Originally published 5/11/12
So I spent last week with my parents since my husband was on a business trip, and since my dad had to travel as well for a couple of days, my mom and I decided to have a girls’ night out.
As we split an exquisite slice of chocolate cheesecake we shared stories of crazy experiences we’d had-or heard of-on the job, such as corporate controllers who did not believe in math, companies who listed as one of their values the ability to make fast decisions with little to no information, and people who based their decisions on whether or not to purchase inventory on a simulation tool rather than the reality of which items actually were or were not in stock.
As my mom and I have both spent a number of years as teachers, eventually talk turned to our crazy experiences as educators.
“You know I worked with a principal once who believed that as long as someone had the textbook, then any person was capable of teaching any subject,” my mom said.
“Oh yes, I remember him,” I replied.
“Well I also worked with a colleague-another math teacher-who was adamant about the fact that he did not believe in Indirect Proofs.”
Now, I am the first to admit that I myself hold some crazy beliefs.

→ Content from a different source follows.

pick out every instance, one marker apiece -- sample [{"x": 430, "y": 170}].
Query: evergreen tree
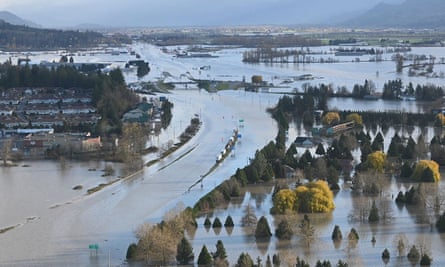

But I’d never before heard of a math teacher who did not believe in a particular part of math.
“So what did you say?”, I asked.
“I told him that I didn’t realize that that was a belief stance. Plus, you can’t prove that the square root of 2 is irrational without indirect proofs.” (Which apparently is an important thing to be able to do, but I’m not sure exactly why that is, because math makes my head hurt. So I sort of tuned that part out.)
“That’s like being a language teacher who doesn’t believe in verbs”, I said. “But you couldn’t proclaim this belief, because you couldn’t use the kinds of words in which you didn’t believe. So it would be like, “I! No! Which would make it pretty difficult to convert anyone to your cause”.